Environ 80 réservistes sanitaires, "se relayant par équipes", sont mobilisés au sein du centre, "pour une durée de deux semaines renouvelable une fois", précise un arrêté publié dans la nuit.

Pendant leur période d'isolement, les rapatriés vont faire l'objet d'une surveillance médicale pour s'assurer qu'elles ne sont pas contaminées par le virus. "On va leur demander de prendre leur température, d'avoir un masque".

Des habitants de Carry-le-Rouet sont "dans l'angoisse, me disant: +est-ce que c'est sûr qu'ils ne sont pas contaminés?+", a toutefois indiqué à l'AFP le maire, Jean Montagnac.
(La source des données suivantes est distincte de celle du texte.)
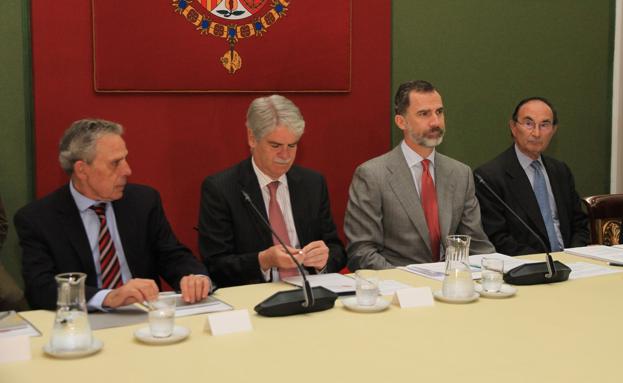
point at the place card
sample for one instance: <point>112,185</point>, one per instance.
<point>15,348</point>
<point>414,297</point>
<point>228,322</point>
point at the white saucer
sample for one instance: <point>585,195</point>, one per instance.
<point>179,333</point>
<point>505,292</point>
<point>439,296</point>
<point>351,304</point>
<point>96,345</point>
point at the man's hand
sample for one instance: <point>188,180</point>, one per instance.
<point>316,255</point>
<point>195,287</point>
<point>275,256</point>
<point>135,290</point>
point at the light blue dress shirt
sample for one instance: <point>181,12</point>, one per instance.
<point>525,162</point>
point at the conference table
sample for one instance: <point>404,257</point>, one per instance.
<point>564,332</point>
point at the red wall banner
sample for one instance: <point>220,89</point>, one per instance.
<point>176,140</point>
<point>221,45</point>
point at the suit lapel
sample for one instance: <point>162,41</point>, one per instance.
<point>69,216</point>
<point>445,187</point>
<point>401,183</point>
<point>296,190</point>
<point>248,183</point>
<point>523,192</point>
<point>127,227</point>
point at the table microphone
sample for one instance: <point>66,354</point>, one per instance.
<point>531,273</point>
<point>291,302</point>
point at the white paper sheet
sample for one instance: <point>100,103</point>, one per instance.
<point>586,270</point>
<point>598,252</point>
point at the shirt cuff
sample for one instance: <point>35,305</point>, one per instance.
<point>96,302</point>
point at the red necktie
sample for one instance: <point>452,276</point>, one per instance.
<point>109,262</point>
<point>275,217</point>
<point>431,211</point>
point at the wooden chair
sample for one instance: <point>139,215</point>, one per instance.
<point>605,213</point>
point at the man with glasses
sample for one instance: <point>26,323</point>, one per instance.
<point>539,188</point>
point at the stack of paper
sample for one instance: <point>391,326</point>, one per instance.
<point>598,252</point>
<point>12,324</point>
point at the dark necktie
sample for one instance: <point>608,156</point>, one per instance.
<point>278,223</point>
<point>109,262</point>
<point>540,191</point>
<point>431,211</point>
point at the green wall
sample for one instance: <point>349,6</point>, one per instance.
<point>16,176</point>
<point>486,55</point>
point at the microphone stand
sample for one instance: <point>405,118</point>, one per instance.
<point>309,296</point>
<point>285,302</point>
<point>531,274</point>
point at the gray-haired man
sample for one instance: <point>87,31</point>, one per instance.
<point>100,225</point>
<point>237,248</point>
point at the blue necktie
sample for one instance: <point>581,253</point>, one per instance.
<point>540,191</point>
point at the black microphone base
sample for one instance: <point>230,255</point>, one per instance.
<point>291,302</point>
<point>534,274</point>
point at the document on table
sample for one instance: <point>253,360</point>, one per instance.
<point>509,262</point>
<point>585,270</point>
<point>13,324</point>
<point>344,285</point>
<point>598,252</point>
<point>338,283</point>
<point>435,270</point>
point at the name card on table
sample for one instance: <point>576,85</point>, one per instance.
<point>228,322</point>
<point>15,348</point>
<point>414,297</point>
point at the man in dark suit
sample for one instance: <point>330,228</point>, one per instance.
<point>539,188</point>
<point>237,248</point>
<point>98,224</point>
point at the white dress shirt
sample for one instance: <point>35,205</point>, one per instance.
<point>92,227</point>
<point>283,198</point>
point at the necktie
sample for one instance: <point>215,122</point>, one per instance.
<point>109,262</point>
<point>540,191</point>
<point>275,217</point>
<point>431,211</point>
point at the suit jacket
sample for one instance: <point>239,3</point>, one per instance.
<point>53,241</point>
<point>385,222</point>
<point>506,177</point>
<point>231,235</point>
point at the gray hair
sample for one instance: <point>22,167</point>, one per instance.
<point>79,140</point>
<point>266,113</point>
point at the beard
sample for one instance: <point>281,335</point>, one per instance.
<point>424,140</point>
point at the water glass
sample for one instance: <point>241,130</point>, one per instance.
<point>367,287</point>
<point>492,274</point>
<point>162,317</point>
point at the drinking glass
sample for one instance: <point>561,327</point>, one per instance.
<point>367,287</point>
<point>162,316</point>
<point>492,274</point>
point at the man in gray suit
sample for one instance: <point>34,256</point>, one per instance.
<point>404,203</point>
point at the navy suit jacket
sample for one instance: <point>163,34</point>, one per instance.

Regrettant d'avoir été informé "par la presse" du choix de sa ville avant de l'être par le gouvernement, l'édile s'est toutefois voulu rassurant: "Je n'ai pas d'inquiétude car même s'il y avait quelqu'un qui soit contaminé et qu'on le sache pas, ils seront confinés dans un endroit inaccessible ou presque".

Ces rapatriés seront placés "par familles dans des chambres distinctes", a de son côté précisé le préfet de la région Paca, Pierre Dartout, lors d'une conférence de presse à Marseille.

"Ils pourront sortir dehors, dans l'enceinte du centre", a-t-il ajouté, en précisant qu'alors, "ils prendront les équipements nécessaires pour se protéger et protéger les autres, par exemple des masques".

Ces personnes devront signer "un engagement" à respecter la quarantaine.

- Gendarmes positionnés -

"Les gendarmes ont été positionnés pour éviter toute pénétration dans le site", a déclaré le préfet, selon qui, pourtant, "il ne faut surtout pas entretenir les psychoses" mais bien "rassurer l'ensemble des habitants du secteur".

Avant de partir, les passagers ont passé un examen médical à l'aéroport de Wuhan, a constaté un journaliste de l'AFP.

Mardi, la Commission européenne avait indiqué qu'un second vol était prévu "plus tard dans la semaine", afin d'évacuer d'autres Français et des ressortissants d'autres pays européens. 

Pour l'heure, le nombre de patients contaminés est monté à près de 10.000 en Chine continentale (hors Hong Kong) et 213 patients sont morts. Une centaine de malades ont été répertoriés dans une vingtaine d'autres pays, et aucun patient n'est mort hors de Chine.

La compagnie Air France a suspendu tous ses vols réguliers à destination et en provenance de Chine continentale jusqu'au 9 février. Le défilé du Nouvel An chinois prévu dimanche à Paris a été reporté au printemps.

"Nous sommes dans la vigilance la plus extrême", a affirmé le président de la République Emmanuel Macron.